Umum

Relawan SPPG Bukit Arung Tetap Digaji Penuh Meski Kerja Cuma 2 Jam

Pada Setiap Sabtu Libur Distribusi

NUNUKAN – Sebuah kebijakan hangat dan jarang ditemukan datang dari Satuan Pelayanan Pemenuhan Gizi (SPPG) Bukit Arung Sejahtera di Nunukan. Di hari Sabtu yang seharusnya libur persiapan dan penyaluran makanan bagi penerima manfaat, para relawan justru diundang berkegiatan positif—dan tetap menerima upah harian penuh sama seperti hari kerja biasa, meski durasi kegiatannya hanya sekitar dua jam saja.

Kebijakan ini sudah disosialisasikan sebelumnya dan mulai dijalankan resmi pada Sabtu (18/7/2026). Berbeda dengan hari biasa yang dihabiskan untuk memasak dan menyiapkan menu gizi, hari Sabtu diisi dengan kegiatan pembinaan bagi para relawan. Mulai dari olahraga bersama, kerja bakti lingkungan, ceramah rohani, hingga pelatihan keterampilan seperti tata boga.

Saat ditemui di lokasi kegiatan, Kepala Bagian Tata Usaha SPPG Bukit Arung Sejahtera, Ramli, menjelaskan tujuan di balik kebijakan ini.

“Setiap hari Sabtu kami tidak menyalurkan makanan. Namun kami ingin hari itu tetap bermanfaat untuk pembinaan relawan—bisa olahraga, kerja bakti, pengajian, atau pelatihan memasak. Kegiatannya ringan, tapi bernilai bagi pengembangan diri mereka,” ujarnya.

Poin yang paling diapresiasi para relawan adalah aturan pengupahannya: meski kegiatan berlangsung hanya 2 jam, mereka yang hadir tetap digaji setara hari kerja penuh 8 jam. Dan yang terpenting, keikutsertaan ini sukarela sepenuhnya.

“Tidak ada paksaan sama sekali. Siapa yang ingin hadir, kami catat sebagai kehadiran kerja dan berhak atas upah penuh. Bagi yang berhalangan hadir pun tidak diberi sanksi apa pun, hanya saja tidak menerima upah hari itu,” tegas Ramli.

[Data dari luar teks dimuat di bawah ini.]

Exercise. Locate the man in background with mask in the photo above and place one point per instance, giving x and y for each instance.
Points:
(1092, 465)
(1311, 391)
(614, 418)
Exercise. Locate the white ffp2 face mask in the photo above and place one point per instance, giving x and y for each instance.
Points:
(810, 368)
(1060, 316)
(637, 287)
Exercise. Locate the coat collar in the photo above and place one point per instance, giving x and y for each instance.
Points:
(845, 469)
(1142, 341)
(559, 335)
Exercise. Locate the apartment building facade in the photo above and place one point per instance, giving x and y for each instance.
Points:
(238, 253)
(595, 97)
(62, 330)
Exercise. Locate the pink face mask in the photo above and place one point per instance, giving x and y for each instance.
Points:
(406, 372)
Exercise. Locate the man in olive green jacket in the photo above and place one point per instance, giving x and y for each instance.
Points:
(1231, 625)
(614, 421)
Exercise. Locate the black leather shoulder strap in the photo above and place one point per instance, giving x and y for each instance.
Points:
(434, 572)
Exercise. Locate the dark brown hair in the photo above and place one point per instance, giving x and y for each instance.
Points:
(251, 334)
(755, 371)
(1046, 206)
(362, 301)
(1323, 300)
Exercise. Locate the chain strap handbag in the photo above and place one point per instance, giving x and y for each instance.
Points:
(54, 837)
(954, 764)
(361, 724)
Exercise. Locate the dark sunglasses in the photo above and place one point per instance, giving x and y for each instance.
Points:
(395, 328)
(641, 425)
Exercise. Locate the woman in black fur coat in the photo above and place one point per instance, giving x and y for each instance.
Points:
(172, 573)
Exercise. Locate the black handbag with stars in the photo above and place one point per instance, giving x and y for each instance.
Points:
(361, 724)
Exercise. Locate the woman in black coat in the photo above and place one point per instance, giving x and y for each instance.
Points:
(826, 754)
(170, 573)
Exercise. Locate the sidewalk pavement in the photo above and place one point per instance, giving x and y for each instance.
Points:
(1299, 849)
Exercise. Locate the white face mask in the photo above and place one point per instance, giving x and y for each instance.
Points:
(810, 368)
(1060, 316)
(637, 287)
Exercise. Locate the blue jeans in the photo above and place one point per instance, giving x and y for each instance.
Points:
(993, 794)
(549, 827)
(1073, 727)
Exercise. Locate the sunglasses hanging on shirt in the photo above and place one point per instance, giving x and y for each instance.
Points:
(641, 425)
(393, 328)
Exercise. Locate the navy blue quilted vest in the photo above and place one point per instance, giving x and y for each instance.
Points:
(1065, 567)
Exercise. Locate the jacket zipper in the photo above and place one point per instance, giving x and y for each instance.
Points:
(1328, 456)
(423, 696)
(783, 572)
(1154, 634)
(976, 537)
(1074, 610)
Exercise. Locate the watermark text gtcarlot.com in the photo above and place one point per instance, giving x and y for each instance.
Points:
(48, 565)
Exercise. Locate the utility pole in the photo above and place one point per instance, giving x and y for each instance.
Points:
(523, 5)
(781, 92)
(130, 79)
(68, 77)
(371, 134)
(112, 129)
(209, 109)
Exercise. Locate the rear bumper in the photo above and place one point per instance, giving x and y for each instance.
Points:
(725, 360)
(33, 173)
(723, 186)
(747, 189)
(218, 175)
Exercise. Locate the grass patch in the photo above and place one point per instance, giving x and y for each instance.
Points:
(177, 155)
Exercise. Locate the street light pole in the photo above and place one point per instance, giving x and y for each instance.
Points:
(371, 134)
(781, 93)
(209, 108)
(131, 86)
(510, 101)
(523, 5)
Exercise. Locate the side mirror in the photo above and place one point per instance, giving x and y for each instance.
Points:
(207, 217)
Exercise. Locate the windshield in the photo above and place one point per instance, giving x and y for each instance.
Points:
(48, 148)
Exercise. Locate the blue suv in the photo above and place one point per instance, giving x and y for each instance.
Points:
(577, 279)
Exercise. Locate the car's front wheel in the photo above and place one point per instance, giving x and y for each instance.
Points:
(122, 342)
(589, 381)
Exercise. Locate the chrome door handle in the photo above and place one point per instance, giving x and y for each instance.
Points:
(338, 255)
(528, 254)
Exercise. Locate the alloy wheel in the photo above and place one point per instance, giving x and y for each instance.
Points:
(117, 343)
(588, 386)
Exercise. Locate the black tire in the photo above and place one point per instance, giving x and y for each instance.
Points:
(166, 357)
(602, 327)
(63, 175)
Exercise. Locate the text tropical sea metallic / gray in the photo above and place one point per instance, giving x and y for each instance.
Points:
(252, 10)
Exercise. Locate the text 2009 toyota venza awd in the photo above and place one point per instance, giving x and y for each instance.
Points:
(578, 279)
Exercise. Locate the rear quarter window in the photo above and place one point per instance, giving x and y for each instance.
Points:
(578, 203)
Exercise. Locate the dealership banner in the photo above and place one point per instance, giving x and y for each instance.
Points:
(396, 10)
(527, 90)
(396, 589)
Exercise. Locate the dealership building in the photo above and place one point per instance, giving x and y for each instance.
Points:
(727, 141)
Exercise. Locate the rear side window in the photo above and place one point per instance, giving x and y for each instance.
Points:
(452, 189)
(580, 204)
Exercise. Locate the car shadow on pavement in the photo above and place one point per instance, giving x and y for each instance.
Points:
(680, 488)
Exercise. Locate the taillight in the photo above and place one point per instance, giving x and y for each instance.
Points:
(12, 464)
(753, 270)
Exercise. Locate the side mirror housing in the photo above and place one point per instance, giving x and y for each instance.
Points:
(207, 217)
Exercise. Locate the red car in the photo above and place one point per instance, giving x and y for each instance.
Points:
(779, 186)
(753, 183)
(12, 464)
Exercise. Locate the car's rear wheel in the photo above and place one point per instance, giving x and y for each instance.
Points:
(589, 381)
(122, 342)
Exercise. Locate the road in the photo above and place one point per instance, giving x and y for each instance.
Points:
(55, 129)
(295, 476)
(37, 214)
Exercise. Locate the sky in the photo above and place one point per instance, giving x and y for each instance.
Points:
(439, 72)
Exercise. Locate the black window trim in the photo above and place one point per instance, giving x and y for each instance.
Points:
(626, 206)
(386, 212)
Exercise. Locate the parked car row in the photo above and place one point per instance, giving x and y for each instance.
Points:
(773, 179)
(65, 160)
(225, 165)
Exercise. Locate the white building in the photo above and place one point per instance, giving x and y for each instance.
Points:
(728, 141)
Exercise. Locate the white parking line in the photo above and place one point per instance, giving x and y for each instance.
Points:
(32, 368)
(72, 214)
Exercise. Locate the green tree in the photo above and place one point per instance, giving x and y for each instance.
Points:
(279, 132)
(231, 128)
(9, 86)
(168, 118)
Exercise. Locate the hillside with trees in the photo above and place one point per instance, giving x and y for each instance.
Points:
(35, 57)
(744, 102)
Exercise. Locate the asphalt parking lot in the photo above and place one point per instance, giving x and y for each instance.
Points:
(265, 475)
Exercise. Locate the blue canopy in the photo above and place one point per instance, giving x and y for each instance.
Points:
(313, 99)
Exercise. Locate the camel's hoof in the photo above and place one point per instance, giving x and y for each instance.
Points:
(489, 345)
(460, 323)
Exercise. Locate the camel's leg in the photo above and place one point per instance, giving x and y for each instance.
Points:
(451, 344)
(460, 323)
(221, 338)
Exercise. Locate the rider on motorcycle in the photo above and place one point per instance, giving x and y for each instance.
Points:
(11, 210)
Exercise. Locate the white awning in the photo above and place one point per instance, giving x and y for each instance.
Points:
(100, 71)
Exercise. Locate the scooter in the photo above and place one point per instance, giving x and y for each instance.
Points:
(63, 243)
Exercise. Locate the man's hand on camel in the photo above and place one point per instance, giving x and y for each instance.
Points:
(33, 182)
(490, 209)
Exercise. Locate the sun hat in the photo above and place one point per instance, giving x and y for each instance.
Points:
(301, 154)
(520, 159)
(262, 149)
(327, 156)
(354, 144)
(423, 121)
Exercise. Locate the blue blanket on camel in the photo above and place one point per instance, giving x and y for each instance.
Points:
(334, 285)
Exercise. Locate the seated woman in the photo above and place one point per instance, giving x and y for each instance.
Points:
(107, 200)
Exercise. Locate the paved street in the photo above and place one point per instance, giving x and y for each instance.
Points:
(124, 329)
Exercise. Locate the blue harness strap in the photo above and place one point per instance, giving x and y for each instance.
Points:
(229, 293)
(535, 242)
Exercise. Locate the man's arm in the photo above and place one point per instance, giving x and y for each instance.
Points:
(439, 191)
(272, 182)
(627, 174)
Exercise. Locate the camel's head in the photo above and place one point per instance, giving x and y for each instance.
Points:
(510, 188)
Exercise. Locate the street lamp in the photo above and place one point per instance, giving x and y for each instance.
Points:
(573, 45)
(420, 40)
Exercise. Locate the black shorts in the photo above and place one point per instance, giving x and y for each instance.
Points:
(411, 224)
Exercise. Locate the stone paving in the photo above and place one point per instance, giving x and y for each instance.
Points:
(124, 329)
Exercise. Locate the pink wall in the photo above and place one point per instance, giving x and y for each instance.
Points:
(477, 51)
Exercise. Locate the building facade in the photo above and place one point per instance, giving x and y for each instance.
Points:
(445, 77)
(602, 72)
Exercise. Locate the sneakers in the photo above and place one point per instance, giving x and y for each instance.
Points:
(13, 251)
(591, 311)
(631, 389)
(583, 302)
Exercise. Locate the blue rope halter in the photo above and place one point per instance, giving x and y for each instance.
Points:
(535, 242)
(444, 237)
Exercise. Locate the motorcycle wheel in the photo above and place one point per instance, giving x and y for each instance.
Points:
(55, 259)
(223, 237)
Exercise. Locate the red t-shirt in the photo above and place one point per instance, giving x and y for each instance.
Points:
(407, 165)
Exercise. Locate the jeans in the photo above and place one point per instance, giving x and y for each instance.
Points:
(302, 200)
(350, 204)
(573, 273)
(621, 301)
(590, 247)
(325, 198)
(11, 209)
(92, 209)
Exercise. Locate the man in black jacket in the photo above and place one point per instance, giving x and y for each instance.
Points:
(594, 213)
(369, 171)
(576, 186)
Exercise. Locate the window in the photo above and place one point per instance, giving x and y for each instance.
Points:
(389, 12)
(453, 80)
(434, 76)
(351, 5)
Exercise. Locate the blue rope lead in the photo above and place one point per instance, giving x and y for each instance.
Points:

Kabarnya, kebijakan ini disambut sangat antusias. Sebagian besar relawan memilih hadir setiap Sabtu, kecuali ada keperluan mendesak yang tak bisa ditinggalkan. Selain kegiatan yang jauh lebih santai dan menyenangkan, nilai tambah upah yang tetap diberikan menjadi bentuk apresiasi nyata atas dedikasi mereka selama ini dalam menjamin pemenuhan gizi masyarakat Nunukan.

Tambahan konteks menarik:
Langkah ini menjadi bukti bahwa peningkatan kualitas pelayanan sosial dimulai dari memperlakukan tenaga pelaksananya dengan baik. Kebijakan yang mengutamakan kesejahteraan sekaligus pengembangan kapasitas relawan ini diharapkan bisa menjadi contoh bagi lembaga pelayanan sosial lain di wilayah Nunukan dan sekitarnya.